A Post cover by N.C. Wyeth from 1908 is eloquent in its solitary contentment. There is something uplifting about the young Native American in this peaceful, yet all-important pastime. Wyeth’s (1822-1945) first commission as an illustrator, we’re proud to say, was of a bucking bronco for a Post cover of February 1903. Wyeth’s cover art for the Post and sister publication, Country Gentleman magazine, ran the gamut from cowboys to rugged lumberjacks to a colorful Santa Claus.

Indian Chief on Horseback – Charles Hargens

Indian Chief on Horseback by Charles Hargens
Indian Chief on Horseback
Charles Hargens
August 22, 1936

Rich with color, the “Indian Chief on Horseback” that appeared on the August 22, 1936 cover was by an artist named Charles Hargens. This is such a stately example of the Native American, I was surprised to find that Hargens’ covers also ran the gamut: from a skiing scene in 1939 to a rather comic small-town sheriff running from snowballs in 1921.

Indians on Horseback – Paul Strayer

Indians on Horseback by Paul Strayer
Indians on Horseback
Paul Stayer
The Country Gentleman
November 1, 1929

An equally stunning example is “Indians on Horseback” from a 1929 Country Gentlemen. It’s a great example of action, from the flying hair to the dust under the horses’ hooves.

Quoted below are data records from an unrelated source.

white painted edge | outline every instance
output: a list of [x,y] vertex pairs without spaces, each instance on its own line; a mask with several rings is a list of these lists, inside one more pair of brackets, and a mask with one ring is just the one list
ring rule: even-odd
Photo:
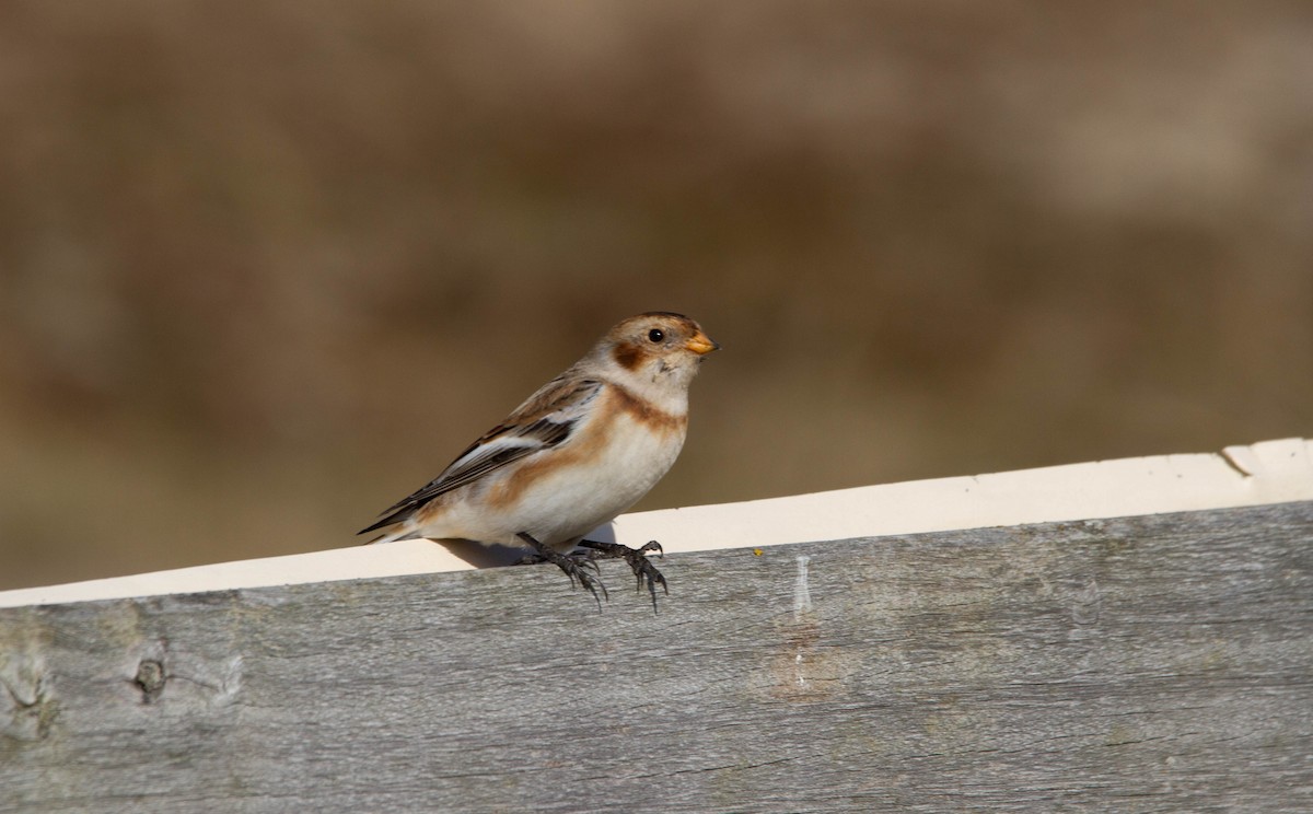
[[[600,540],[667,554],[1313,500],[1313,440],[637,512]],[[0,608],[470,568],[427,540],[0,592]]]

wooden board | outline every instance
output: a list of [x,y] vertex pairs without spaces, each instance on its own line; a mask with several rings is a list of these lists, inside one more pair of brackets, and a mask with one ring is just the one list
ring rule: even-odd
[[3,811],[1313,810],[1313,503],[0,610]]

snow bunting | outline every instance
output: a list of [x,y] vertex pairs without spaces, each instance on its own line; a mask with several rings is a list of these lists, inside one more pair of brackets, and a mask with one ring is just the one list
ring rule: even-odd
[[688,387],[717,348],[681,314],[653,311],[621,322],[442,474],[360,533],[395,526],[370,542],[427,537],[528,549],[521,562],[551,562],[595,599],[601,582],[586,567],[596,572],[593,559],[622,558],[639,588],[646,576],[655,604],[656,584],[668,588],[646,553],[660,551],[659,544],[630,549],[583,536],[670,470],[688,428]]

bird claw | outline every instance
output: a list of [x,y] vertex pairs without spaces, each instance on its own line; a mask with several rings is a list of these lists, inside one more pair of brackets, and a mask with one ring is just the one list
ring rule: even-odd
[[653,610],[656,610],[656,586],[662,587],[662,591],[670,596],[670,586],[666,583],[666,578],[656,566],[647,559],[647,551],[656,551],[663,559],[666,557],[664,549],[655,540],[649,541],[642,547],[632,549],[626,545],[620,545],[618,542],[597,542],[596,540],[580,540],[579,546],[592,551],[592,555],[597,559],[624,559],[629,563],[629,567],[634,571],[634,578],[638,584],[634,587],[637,591],[643,589],[643,579],[647,580],[647,592],[653,597]]
[[[520,533],[516,536],[520,540],[532,545],[534,553],[521,557],[513,565],[530,566],[530,565],[537,565],[540,562],[550,562],[551,565],[557,566],[558,568],[566,572],[566,576],[570,578],[571,588],[575,587],[576,584],[575,580],[578,580],[579,586],[582,586],[586,591],[592,593],[593,601],[597,603],[597,610],[601,610],[601,597],[605,597],[607,601],[611,601],[611,593],[607,591],[607,586],[604,586],[601,582],[601,568],[597,567],[597,563],[595,562],[596,557],[591,551],[561,554],[542,545],[529,534]],[[596,576],[591,576],[588,574],[587,571],[588,567],[592,567]],[[601,588],[601,596],[597,595],[597,588]]]

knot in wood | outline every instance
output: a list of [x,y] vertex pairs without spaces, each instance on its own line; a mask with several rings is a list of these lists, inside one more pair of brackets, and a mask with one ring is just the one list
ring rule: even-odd
[[164,691],[167,677],[164,664],[155,659],[144,659],[137,666],[137,677],[133,681],[142,689],[142,695],[146,696],[144,701],[150,704]]

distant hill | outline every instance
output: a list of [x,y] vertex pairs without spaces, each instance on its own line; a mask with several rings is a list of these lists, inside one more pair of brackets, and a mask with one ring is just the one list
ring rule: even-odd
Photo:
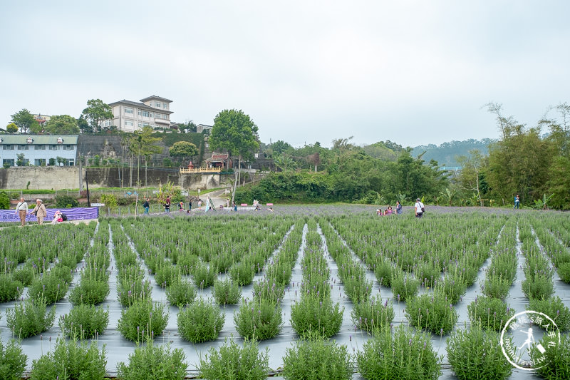
[[398,160],[398,153],[403,149],[402,145],[393,143],[390,140],[364,145],[362,148],[367,155],[385,161]]
[[443,143],[439,145],[430,144],[428,145],[418,145],[412,149],[412,155],[418,157],[425,152],[422,158],[426,163],[430,160],[435,160],[440,166],[458,166],[455,158],[458,155],[467,155],[472,149],[478,149],[482,153],[486,155],[489,150],[489,145],[494,143],[496,140],[484,138],[482,140],[465,140],[463,141],[451,141]]

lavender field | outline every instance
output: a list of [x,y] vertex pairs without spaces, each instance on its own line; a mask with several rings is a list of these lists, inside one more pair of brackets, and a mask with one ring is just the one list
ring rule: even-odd
[[[82,341],[91,364],[76,366],[125,379],[151,342],[177,355],[172,379],[238,378],[218,354],[242,347],[251,379],[565,378],[548,376],[570,367],[567,214],[274,209],[0,230],[2,342],[18,341],[32,379],[51,376],[43,356]],[[534,339],[517,369],[499,341],[525,310],[556,329],[517,318]]]

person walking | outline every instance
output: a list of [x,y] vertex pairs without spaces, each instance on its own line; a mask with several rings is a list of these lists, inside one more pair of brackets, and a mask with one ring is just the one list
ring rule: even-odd
[[46,205],[41,202],[41,199],[36,200],[36,207],[33,207],[31,213],[36,215],[38,225],[43,224],[43,218],[48,216],[48,210],[46,210]]
[[165,202],[165,211],[167,214],[170,213],[170,197],[166,198],[166,201]]
[[399,200],[396,200],[396,214],[400,215],[402,213],[402,205],[400,203]]
[[148,215],[148,210],[150,208],[150,203],[149,203],[149,200],[150,198],[147,198],[145,200],[145,202],[142,203],[142,207],[145,209],[145,214]]
[[414,208],[415,209],[415,217],[422,217],[423,216],[423,213],[425,212],[425,207],[420,200],[420,198],[417,198],[415,200]]
[[18,202],[18,205],[16,206],[16,212],[14,212],[15,215],[20,215],[20,222],[22,224],[22,227],[26,225],[26,215],[28,215],[28,202],[26,202],[26,200],[24,199],[24,197],[20,198],[20,202]]

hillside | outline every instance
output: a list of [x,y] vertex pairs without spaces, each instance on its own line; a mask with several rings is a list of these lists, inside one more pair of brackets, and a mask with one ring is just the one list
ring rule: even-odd
[[418,145],[412,149],[412,155],[418,157],[425,152],[422,158],[425,162],[435,160],[441,166],[458,166],[455,158],[459,155],[467,155],[472,149],[478,149],[483,154],[487,154],[489,145],[495,140],[491,138],[482,140],[470,139],[463,141],[451,141],[443,143],[439,145],[430,144]]

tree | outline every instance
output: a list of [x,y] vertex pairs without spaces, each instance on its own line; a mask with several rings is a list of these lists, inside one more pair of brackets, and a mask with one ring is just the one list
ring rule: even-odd
[[253,151],[259,148],[257,125],[242,110],[224,110],[218,113],[214,119],[209,141],[212,149],[227,149],[229,155],[238,155],[236,181],[241,174],[242,160],[250,158]]
[[103,122],[113,118],[113,110],[100,99],[90,99],[87,101],[87,108],[83,110],[81,117],[87,121],[91,132],[100,132]]
[[9,133],[16,133],[18,132],[18,125],[14,123],[10,123],[6,126],[6,131]]
[[278,140],[277,141],[271,144],[273,155],[276,157],[281,153],[290,150],[293,147],[291,146],[291,144],[289,144],[289,143],[285,143],[281,140]]
[[483,200],[481,198],[480,178],[484,158],[478,149],[472,149],[469,151],[469,156],[462,155],[457,158],[457,163],[461,166],[460,183],[464,190],[476,192],[477,199],[482,207]]
[[140,155],[147,159],[145,160],[145,185],[147,183],[147,169],[148,168],[147,158],[152,154],[160,152],[160,147],[155,145],[160,140],[159,138],[152,137],[152,128],[145,125],[140,130],[135,130],[131,139],[131,151],[137,153],[137,181],[140,183]]
[[77,135],[77,120],[69,115],[52,116],[46,124],[46,132],[51,135]]
[[177,141],[168,150],[168,154],[172,157],[180,158],[182,162],[198,154],[198,148],[192,143],[187,141]]
[[16,112],[11,115],[11,122],[16,124],[22,133],[27,133],[30,127],[34,123],[38,122],[33,118],[33,115],[30,113],[30,111],[24,108],[19,112]]
[[353,139],[354,136],[351,136],[348,138],[335,138],[333,140],[333,149],[338,149],[344,150],[347,149],[352,149],[354,148],[353,144],[348,143]]
[[[275,166],[279,168],[281,171],[286,171],[295,168],[295,161],[291,158],[290,155],[281,153],[275,158],[274,160]],[[275,170],[277,171],[276,170]]]
[[540,137],[541,125],[527,128],[512,116],[503,116],[500,106],[491,109],[502,135],[489,150],[487,178],[492,191],[503,202],[512,201],[515,194],[520,194],[522,201],[541,197],[552,158],[550,144]]

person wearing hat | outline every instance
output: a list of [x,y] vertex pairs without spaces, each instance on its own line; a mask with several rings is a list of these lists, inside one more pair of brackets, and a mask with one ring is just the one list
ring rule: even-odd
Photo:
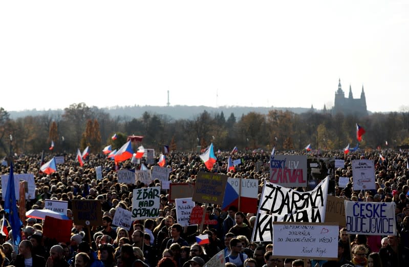
[[205,264],[204,260],[200,257],[193,257],[187,261],[190,263],[190,267],[202,267]]

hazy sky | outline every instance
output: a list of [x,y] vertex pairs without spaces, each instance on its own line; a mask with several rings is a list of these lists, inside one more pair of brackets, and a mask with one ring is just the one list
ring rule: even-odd
[[0,2],[0,107],[409,106],[409,2]]

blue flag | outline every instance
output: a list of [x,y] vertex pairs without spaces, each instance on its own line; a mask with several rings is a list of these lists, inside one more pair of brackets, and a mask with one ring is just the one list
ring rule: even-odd
[[18,217],[16,203],[16,193],[14,191],[14,175],[13,173],[13,163],[10,166],[10,175],[9,183],[7,184],[7,191],[4,199],[4,210],[9,213],[9,221],[13,231],[13,240],[14,245],[18,245],[21,239],[20,228],[21,221]]

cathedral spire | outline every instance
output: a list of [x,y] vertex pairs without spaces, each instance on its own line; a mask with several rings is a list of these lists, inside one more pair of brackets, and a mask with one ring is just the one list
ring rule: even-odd
[[353,98],[354,97],[352,96],[352,89],[351,88],[351,85],[349,85],[349,95],[348,96],[349,98]]

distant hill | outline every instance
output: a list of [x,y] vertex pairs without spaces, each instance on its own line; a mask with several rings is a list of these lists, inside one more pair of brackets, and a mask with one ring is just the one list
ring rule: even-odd
[[[261,114],[266,114],[271,110],[289,110],[295,113],[300,114],[306,112],[311,110],[307,108],[278,108],[271,107],[219,107],[213,108],[205,107],[204,106],[174,106],[169,107],[160,107],[156,106],[134,106],[125,107],[114,107],[110,108],[102,108],[99,109],[109,114],[111,117],[115,117],[117,116],[128,117],[131,118],[140,118],[145,111],[152,114],[166,114],[175,119],[191,119],[196,116],[202,113],[206,110],[210,114],[220,113],[222,111],[224,113],[224,116],[227,119],[230,114],[233,113],[236,118],[239,118],[242,115],[254,112]],[[61,115],[64,113],[63,110],[24,110],[21,111],[8,111],[10,118],[16,119],[26,116],[39,116],[46,114],[53,115]]]

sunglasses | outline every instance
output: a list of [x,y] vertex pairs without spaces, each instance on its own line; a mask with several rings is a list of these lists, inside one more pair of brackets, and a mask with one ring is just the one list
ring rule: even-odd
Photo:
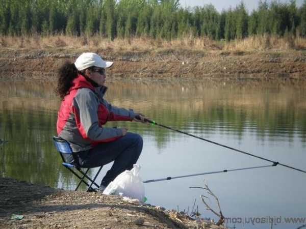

I was sorry to find that this is the only artwork we can claim by Paul Strayer, but it is a beauty.

Indian on Horseback – Frederic Remington

Indian on Horseback by Federic Remington
Indian on Horseback
Frederic Remington
December 14, 1901

In 1901 the technique for cover color was as yet rather unsophisticated, but this example of an Indian on horseback was by renowned Western artist Frederic Remington. Remington (1861-1909) reminds me of Teddy Roosevelt. Like Teddy, he was born in New York, but lived for the rugged Western life, and was the kind of man who hunted grizzlies. This is our only Frederic Remington cover.

Indian Guide – Remington Schuyler

Indian Guide by Remington Schuyler
Indian Guide
Remington Schuyler
February 25, 1922

Remington was the first name of artist Remington Schuyler, and a 1922 cover called “Indian Guide” is, we assume, meant to be ironic. The Native American in full headdress consulting a map of “Indian Trails”? Ironic or not, this beautifully attired Indian is a treat.

Indian Sunset – J.C. Leyendecker

Indian Sunset by J.C. Leyendecker
Indian Sunset
J.C. Leyendecker
March 17, 1923

There is something about the sun setting in the West. We couldn’t decide on which of these two sunsets to show, so we’re doing both. “Indian Sunset” by J.C. Leyendecker is from 1923 and an unusual example of Leyendecker’s over 300 Saturday Evening Post covers.

Painted Pony – W.H.D. Koerner

Painted Pony by W.H.D. Koerner
Painted PonyW.H.D. Koerner
Octoer 24, 1931

The beautiful “Painted Pony” by W.H.D. Koerner is from 1931. Koerner (1878-1938) was known as the “America Artist of the West,” and understandably so. He did five Saturday Evening Post covers. Like Wyeth, he studied under Howard Pyle.